Remembering Mahatma Gandhi: Why South Africa revers Gandhiji
New Delhi, Jan 30: On this day (January 30) in 1948, father of the nation Mahatma Gandhi was shot dead by extremist Nathuram Godse, who blamed him for the partition of the country. His death saw an outpour of emotions not only in India but also from around the world. His fight for India's independence made him become a universal symbol for peace and non-violent protests.
Mahatma Gandhi's role in India's freedom struggle is well known, but before that, it was in South Africa where Gandhiji began his fight against oppression. The work that Mahatma Gandhi did in South Africa to fight racial discrimination often gets overshadowed.
Mahatma Gandhi was a barrister by profession and studied law in London. In April 1893, Gandhi left for South Africa to be the lawyer for Dada Abdullah's cousin. Abdullah owned a large successful shipping business in South Africa. His distant cousin in Johannesburg needed a lawyer.

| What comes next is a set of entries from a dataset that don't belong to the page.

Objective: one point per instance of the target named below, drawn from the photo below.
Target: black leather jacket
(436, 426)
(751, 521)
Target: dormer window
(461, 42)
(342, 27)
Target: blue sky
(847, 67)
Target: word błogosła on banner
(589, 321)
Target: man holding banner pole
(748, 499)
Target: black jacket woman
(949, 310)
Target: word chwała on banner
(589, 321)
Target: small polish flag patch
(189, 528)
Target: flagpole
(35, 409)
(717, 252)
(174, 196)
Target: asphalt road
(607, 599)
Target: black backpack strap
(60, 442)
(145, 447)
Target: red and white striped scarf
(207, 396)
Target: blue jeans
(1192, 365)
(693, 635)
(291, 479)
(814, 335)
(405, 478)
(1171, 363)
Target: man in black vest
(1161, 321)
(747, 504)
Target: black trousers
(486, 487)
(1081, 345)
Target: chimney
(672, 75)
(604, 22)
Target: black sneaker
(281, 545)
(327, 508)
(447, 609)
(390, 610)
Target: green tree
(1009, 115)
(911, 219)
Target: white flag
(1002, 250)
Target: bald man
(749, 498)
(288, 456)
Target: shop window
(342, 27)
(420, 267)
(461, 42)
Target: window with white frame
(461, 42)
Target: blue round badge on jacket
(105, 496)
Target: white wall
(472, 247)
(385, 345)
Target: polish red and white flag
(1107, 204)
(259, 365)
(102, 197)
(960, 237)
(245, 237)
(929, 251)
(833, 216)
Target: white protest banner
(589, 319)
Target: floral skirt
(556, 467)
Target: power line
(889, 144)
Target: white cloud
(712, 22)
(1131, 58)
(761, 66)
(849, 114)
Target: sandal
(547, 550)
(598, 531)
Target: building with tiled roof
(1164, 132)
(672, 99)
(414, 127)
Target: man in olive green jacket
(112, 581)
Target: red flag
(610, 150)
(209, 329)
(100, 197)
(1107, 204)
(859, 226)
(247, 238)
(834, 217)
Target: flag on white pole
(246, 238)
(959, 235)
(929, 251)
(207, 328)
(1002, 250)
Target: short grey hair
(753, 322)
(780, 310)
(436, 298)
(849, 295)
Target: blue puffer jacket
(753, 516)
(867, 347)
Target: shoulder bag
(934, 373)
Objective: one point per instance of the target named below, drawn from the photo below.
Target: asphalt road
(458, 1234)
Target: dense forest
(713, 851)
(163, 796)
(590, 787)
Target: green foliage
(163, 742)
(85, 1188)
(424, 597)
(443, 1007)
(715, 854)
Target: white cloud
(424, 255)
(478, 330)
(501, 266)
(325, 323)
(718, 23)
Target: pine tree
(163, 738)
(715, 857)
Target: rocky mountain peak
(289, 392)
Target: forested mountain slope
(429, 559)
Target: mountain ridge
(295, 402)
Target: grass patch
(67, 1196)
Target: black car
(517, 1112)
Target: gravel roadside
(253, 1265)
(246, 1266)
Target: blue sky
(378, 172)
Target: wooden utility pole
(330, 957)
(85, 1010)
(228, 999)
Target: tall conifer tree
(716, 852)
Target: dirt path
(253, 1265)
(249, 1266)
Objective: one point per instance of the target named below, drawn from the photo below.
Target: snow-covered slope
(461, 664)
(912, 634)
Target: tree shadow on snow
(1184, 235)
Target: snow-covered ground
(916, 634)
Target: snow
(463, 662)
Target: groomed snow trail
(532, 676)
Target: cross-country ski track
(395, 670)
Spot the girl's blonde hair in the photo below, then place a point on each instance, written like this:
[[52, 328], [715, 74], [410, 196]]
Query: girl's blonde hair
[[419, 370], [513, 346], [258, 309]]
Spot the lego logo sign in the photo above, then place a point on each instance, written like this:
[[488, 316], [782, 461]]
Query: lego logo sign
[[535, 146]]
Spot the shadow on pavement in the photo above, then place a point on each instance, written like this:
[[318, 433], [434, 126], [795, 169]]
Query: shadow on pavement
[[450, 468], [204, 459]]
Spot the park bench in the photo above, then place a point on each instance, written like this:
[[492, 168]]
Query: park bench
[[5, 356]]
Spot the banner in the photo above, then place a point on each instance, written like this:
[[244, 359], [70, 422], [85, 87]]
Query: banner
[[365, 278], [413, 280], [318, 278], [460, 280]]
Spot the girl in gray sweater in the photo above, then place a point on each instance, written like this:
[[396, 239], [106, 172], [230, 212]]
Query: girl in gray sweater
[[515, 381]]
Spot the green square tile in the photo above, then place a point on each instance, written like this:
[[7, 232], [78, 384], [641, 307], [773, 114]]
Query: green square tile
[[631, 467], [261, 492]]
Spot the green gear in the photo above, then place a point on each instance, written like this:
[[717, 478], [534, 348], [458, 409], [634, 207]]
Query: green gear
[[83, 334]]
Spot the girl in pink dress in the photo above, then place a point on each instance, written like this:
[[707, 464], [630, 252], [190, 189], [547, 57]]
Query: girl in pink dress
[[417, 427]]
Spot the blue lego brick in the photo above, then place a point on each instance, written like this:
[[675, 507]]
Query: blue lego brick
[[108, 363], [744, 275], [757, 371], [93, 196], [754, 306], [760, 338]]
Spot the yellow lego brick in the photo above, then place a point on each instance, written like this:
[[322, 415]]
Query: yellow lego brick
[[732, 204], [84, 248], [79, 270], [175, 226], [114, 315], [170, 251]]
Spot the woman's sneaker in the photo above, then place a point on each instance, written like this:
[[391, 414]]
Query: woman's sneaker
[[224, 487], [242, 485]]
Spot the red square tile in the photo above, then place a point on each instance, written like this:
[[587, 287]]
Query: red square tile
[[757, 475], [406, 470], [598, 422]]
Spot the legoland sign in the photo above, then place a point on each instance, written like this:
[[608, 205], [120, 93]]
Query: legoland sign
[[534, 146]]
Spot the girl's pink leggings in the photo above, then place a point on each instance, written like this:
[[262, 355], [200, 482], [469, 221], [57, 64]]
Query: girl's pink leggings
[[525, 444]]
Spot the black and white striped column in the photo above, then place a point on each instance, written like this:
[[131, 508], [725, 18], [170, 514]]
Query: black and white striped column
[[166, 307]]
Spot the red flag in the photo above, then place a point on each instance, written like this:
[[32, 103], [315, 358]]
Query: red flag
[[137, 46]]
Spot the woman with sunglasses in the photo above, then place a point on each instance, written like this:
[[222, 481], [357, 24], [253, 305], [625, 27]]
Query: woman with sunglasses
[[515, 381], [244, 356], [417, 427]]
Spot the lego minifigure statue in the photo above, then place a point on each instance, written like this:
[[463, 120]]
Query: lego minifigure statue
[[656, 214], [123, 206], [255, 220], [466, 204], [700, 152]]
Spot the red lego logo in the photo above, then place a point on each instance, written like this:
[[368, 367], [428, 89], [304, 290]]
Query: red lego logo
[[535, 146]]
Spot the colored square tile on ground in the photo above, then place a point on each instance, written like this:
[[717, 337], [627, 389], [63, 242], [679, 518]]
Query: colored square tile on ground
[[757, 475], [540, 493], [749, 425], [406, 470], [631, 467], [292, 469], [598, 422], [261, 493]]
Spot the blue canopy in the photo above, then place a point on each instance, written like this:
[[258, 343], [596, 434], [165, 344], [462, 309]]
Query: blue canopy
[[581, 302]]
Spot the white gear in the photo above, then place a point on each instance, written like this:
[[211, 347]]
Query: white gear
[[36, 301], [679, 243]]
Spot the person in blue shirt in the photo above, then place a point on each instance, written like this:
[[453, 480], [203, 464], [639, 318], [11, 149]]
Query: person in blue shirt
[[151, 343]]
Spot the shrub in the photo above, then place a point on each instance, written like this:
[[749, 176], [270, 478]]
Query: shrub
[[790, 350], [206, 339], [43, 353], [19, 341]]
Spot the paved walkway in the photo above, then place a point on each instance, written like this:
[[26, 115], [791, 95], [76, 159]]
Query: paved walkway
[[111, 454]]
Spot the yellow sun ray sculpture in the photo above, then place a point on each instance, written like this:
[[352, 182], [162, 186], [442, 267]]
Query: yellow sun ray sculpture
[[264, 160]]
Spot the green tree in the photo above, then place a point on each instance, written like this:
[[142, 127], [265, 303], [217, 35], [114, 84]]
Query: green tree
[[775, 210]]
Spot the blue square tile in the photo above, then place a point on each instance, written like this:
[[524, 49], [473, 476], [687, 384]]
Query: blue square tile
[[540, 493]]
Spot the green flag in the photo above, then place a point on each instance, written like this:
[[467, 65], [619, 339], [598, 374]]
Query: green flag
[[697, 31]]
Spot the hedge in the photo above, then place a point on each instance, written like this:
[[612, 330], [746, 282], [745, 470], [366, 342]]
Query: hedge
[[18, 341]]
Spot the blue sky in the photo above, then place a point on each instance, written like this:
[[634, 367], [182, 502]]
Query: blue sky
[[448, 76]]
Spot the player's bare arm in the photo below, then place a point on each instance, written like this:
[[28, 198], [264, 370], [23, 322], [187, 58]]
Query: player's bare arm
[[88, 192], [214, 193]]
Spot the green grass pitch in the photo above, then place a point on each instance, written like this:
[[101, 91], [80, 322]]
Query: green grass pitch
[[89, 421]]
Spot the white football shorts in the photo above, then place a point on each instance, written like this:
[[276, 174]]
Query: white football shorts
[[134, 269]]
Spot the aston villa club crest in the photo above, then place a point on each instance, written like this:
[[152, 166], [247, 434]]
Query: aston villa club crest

Immediately upon arriving in South Africa, Gandhi faced discrimination because of his skin colour and heritage, like all people of colour. One particular incident which took place at Pietermaritzburg is said to have shaken Gandhi.
While he was travelling by train to Pretoria, Gandhi, despite carrying first class ticket, was thrown out of the train by the authorities because a white man complained of an Indian sharing space with him. It was after this incident that Gandhi decided to fight against the oppression of non-white people in South Africa.
After several such racial incidents in South Africa, Gandhi's thinking and focus changed, and he felt he must resist this and fight for rights. He entered politics by forming the Natal Indian Congress.
The Abdullah case that had brought him to South Africa concluded in May 1894, and the Indian community organised a farewell party for Gandhi as he prepared to return to India. However, a new Natal government discriminatory proposal led to Gandhi extending his original period of stay in South Africa. He planned to assist Indians in opposing a bill to deny them the right to vote, a right then proposed to be an exclusive European right.
Gandhi staunchly opposed racism and led many protests against apartheid. According to the Nobel Peace Prize winner Nelson Mandela, Gandhi and his colleagues served and helped Africans by opposing racism.
In the years after black South Africans gained the right to vote in South Africa (1994), Gandhi was proclaimed a national hero with numerous monuments.